Opinion; Banking Opportunities In Africa Untapped

There are huge, untapped banking opportunities in Africa and banks in the region need to step up to succeed. Retail banking in Africa is far from straightforward. As the world’s second largest and second most inhabited continent, with over a billion people spread across 56 countries, there are a wide variety of trends that are shaping the retail financial services market in the region.

According to McKinsey and Company, 80% of Africa’s total adult population do not use formal or semi-formal financial services. This is for a variety of reasons, some of which include geographical inaccessibility and poor infrastructure, with many of the unbanked living in remote rural areas. This, combined with the high cost of banking services and a lack of financial education and understanding, creates very high barriers to banking for poor rural populations.

The continent’s middle class is growing experiencing a rapid growth fueled by demand in the retail banking segment. Stats from African Development Bank show that the continent currently has the fastest-growing middle class compared to other parts the world. Some 313 million people, 34% of Africa’s population, spend US$2.20 a day, a 100% rise in less than 20 years.

The micro small and medium-sized enterprise (MSME) sector is also critical for the economic and social development of the region but, until recently, have been deprived of the help and support they need from financial institutions in order to grow.

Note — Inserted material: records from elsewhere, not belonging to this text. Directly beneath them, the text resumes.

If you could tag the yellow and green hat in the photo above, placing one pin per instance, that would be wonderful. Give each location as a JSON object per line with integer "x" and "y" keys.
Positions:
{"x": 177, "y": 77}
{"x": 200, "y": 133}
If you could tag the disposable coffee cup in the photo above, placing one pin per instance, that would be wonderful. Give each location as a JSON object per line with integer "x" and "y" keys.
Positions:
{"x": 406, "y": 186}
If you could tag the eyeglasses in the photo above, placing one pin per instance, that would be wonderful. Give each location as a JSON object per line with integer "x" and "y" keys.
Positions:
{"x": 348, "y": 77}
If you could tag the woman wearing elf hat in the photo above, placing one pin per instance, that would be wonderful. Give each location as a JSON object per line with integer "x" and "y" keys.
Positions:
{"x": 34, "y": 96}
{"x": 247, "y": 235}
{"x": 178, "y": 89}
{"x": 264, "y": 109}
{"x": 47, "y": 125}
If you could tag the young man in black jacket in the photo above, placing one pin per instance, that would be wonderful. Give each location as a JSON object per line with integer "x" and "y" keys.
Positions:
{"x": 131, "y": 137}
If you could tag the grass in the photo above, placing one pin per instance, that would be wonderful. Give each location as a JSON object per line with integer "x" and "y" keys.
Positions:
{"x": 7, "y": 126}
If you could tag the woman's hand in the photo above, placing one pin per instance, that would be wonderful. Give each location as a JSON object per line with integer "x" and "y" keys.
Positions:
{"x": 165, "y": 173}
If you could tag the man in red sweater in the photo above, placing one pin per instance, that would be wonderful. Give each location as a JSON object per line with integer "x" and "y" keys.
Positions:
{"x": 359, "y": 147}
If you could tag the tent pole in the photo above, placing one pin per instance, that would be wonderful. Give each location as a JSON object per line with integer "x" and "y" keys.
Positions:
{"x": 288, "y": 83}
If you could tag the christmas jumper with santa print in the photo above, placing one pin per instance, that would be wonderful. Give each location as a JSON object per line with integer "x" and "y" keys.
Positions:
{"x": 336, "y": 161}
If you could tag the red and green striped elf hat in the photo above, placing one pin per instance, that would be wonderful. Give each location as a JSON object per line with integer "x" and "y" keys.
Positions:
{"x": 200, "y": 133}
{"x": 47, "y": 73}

Banks in the continent must embrace the opportunity to reach the above three market areas and provide them with the support they need. However, it’s no easy feat and a number of challenges lie in their way.

These challenges are as follows:

  • The banking environment in Africa is predominately a multi-banking one, and so banks continue to face the challenges of keeping the customer close to them. Gaining the loyalty of customers is therefore crucial in maintaining and increasing market share.
  • Choosing and deploying the right technology at the right time is a significant challenge. The majority of banks in Africa have a reputation for buying technology, but not deploying it or exploiting it to its full potential.
  • Risk management is an issue. African banks lag behind their peers in other countries in this regard and therefore need to work harder attain the global standard.
  • Africa will have to deal with the challenges of putting in place efficient operating models, centralized operations and multichannel and multi-product capabilities with lighter and lean operating models – standardized, automated, digitized, paperless and online.
  • African banks face tough challenges from non-traditional players, such as those offered and run by telecom operators. In the coming years customer centricity will continue to be the top agenda for banks in Africa. Banks in the region will continue to develop strategies to achieve sustainable growth by focusing on some key areas to hold a better ground by 2020.

Mobile will continue to be one of the most sought after channels in Africa and banks will continue to exploit this channel for customer engagement, delivery and distribution. Telco’s have already taken the lead in delivery through mobile channels and this will encourage more and more banks to partner with these organizations.

Banks will also continue to explore and arrive at the right mix of physical and digital channels. High cost branches cannot survive in their traditional form. Banks need to arrive at the right mix of various branch sizes based on location and customer requirements.

In the coming years, only those who dare to become more and more innovative will succeed in Africa. Banks in the continent need to establish a direct relationship between banking and innovation to continue to grow and remain meaningful in the heart and mind of customers.